Develop and validate a computable phenotype for the identification of Alzheimer's disease patients using electronic health record data.
Academic Article
Overview
abstract
INTRODUCTION: Alzheimer's disease (AD) is often misclassified in electronic health records (EHRs) when relying solely on diagnosis codes. This study aimed to develop a more accurate, computable phenotype (CP) for identifying AD patients using structured and unstructured EHR data. METHODS: We used EHRs from the University of Florida Health (UFHealth) system and created rule-based CPs iteratively through manual chart reviews.
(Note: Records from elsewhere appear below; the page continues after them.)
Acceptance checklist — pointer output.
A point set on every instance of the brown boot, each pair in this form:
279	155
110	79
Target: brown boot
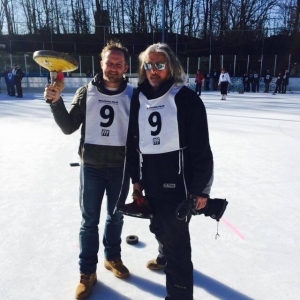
117	267
84	288
153	265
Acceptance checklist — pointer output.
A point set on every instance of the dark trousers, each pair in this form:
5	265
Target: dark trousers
283	88
18	84
267	87
255	86
174	248
278	88
94	183
198	88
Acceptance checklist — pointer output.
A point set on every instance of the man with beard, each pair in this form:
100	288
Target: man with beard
170	159
101	108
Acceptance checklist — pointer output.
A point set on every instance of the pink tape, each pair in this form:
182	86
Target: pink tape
233	228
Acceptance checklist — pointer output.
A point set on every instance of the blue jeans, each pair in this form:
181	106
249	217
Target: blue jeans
93	183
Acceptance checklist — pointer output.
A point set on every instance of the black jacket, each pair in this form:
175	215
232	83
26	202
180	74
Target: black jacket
196	171
93	155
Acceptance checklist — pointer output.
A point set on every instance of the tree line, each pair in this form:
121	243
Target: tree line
211	20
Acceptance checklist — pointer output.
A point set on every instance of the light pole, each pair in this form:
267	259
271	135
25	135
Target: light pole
163	23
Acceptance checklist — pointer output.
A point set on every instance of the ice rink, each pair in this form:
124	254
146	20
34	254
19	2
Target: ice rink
255	138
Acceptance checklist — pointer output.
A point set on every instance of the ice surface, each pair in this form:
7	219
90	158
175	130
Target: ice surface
255	140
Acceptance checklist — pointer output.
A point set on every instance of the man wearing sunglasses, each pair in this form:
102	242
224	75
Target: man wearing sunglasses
101	108
170	159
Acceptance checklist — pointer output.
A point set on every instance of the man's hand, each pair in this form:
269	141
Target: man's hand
52	93
137	186
200	202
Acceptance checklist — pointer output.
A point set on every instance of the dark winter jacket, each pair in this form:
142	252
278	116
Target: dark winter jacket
93	155
196	167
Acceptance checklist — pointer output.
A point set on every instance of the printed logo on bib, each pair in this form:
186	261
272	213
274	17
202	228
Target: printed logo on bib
156	141
105	132
169	185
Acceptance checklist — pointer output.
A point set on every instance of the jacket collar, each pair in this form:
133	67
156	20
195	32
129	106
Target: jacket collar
98	82
148	91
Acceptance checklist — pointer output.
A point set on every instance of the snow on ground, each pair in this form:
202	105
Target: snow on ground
255	139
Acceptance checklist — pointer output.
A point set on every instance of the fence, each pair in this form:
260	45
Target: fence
236	65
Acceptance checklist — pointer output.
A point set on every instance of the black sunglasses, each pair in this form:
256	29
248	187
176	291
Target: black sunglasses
158	66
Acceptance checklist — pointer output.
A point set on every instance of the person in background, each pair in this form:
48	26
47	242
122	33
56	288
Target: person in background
170	159
101	108
18	76
246	82
9	81
285	81
224	81
215	77
267	81
207	81
255	85
251	79
278	84
199	80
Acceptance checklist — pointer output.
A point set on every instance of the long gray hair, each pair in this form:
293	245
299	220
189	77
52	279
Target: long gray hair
174	64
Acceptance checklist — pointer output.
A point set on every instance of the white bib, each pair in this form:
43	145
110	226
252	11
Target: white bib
158	124
107	117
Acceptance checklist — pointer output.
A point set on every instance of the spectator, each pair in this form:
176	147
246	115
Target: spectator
267	81
199	80
18	76
207	81
278	84
9	80
215	77
224	81
285	81
246	82
255	85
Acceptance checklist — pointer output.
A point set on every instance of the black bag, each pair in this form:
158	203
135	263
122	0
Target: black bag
214	208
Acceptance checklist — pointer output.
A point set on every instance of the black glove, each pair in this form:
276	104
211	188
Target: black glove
214	208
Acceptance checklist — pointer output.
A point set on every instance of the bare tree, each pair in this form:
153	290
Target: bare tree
9	15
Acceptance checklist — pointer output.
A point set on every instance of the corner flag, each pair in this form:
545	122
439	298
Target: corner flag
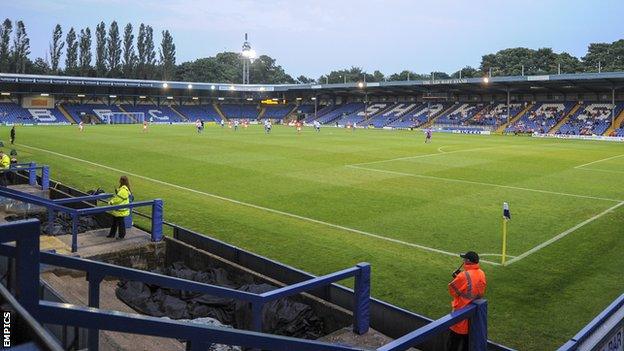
506	217
506	213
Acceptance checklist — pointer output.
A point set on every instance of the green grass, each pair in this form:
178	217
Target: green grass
449	201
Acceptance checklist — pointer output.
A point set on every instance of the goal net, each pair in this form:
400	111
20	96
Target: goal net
123	117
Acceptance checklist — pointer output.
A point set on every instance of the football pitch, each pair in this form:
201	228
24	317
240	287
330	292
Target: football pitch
324	201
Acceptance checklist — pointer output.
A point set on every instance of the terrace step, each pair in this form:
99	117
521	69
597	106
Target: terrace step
618	121
513	120
565	118
74	288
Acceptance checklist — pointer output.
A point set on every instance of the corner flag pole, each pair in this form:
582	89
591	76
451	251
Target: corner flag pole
506	217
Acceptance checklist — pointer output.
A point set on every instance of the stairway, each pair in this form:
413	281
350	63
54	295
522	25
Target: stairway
66	114
619	119
565	118
183	117
441	113
513	120
216	107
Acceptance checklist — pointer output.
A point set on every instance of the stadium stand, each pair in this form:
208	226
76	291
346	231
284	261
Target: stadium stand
14	113
540	118
360	116
494	115
278	111
236	111
590	119
153	113
418	116
340	111
391	114
459	115
78	111
201	112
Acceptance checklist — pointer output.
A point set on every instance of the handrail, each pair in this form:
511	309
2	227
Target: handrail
56	205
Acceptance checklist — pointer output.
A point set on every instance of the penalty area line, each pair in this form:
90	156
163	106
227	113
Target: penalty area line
562	234
271	210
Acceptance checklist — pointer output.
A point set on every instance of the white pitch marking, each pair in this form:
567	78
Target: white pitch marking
372	235
601	160
481	183
562	234
425	155
599	170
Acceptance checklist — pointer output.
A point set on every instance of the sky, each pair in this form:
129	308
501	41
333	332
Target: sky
315	37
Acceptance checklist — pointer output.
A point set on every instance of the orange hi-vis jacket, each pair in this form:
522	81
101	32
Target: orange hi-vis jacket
467	286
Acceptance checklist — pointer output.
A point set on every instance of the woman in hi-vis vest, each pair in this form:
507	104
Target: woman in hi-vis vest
121	197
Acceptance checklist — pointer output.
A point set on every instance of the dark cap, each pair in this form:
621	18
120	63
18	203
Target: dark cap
470	256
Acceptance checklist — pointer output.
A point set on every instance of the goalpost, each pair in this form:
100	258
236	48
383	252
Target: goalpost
123	117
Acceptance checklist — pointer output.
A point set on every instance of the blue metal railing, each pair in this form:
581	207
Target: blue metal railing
32	169
606	330
53	206
28	258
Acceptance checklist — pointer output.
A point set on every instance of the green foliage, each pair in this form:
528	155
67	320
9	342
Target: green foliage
56	48
71	60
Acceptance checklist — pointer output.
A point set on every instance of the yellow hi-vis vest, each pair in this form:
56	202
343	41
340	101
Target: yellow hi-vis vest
122	197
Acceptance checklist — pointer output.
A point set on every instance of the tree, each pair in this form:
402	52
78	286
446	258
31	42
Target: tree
304	80
407	75
467	72
85	51
21	48
40	66
56	48
167	55
146	52
100	49
150	52
113	48
129	57
71	60
5	39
The CPs were then validated using data from the University of Texas Health Science Center at Houston (UTHealth) and the University of Minnesota (UMN). RESULTS: Our best-performing CP was "patient has at least 2 AD diagnoses and AD-related keywords in AD encounters," with an F1-score of 0.817 at UF, 0.961 at UTHealth, and 0.623 at UMN, respectively. DISCUSSION: We developed and validated rule-based CPs for AD identification with good performance, which will be crucial for studies that aim to use real-world data like EHRs. HIGHLIGHTS: Developed a computable phenotype (CP) to identify Alzheimer's disease (AD) patients using EHR data.Utilized both structured and unstructured EHR data to enhance CP accuracy.Achieved a high F1-score of 0.817 at UFHealth, and 0.961 and 0.623 at UTHealth and UMN.Validated the CP across different demographics, ensuring robustness and fairness.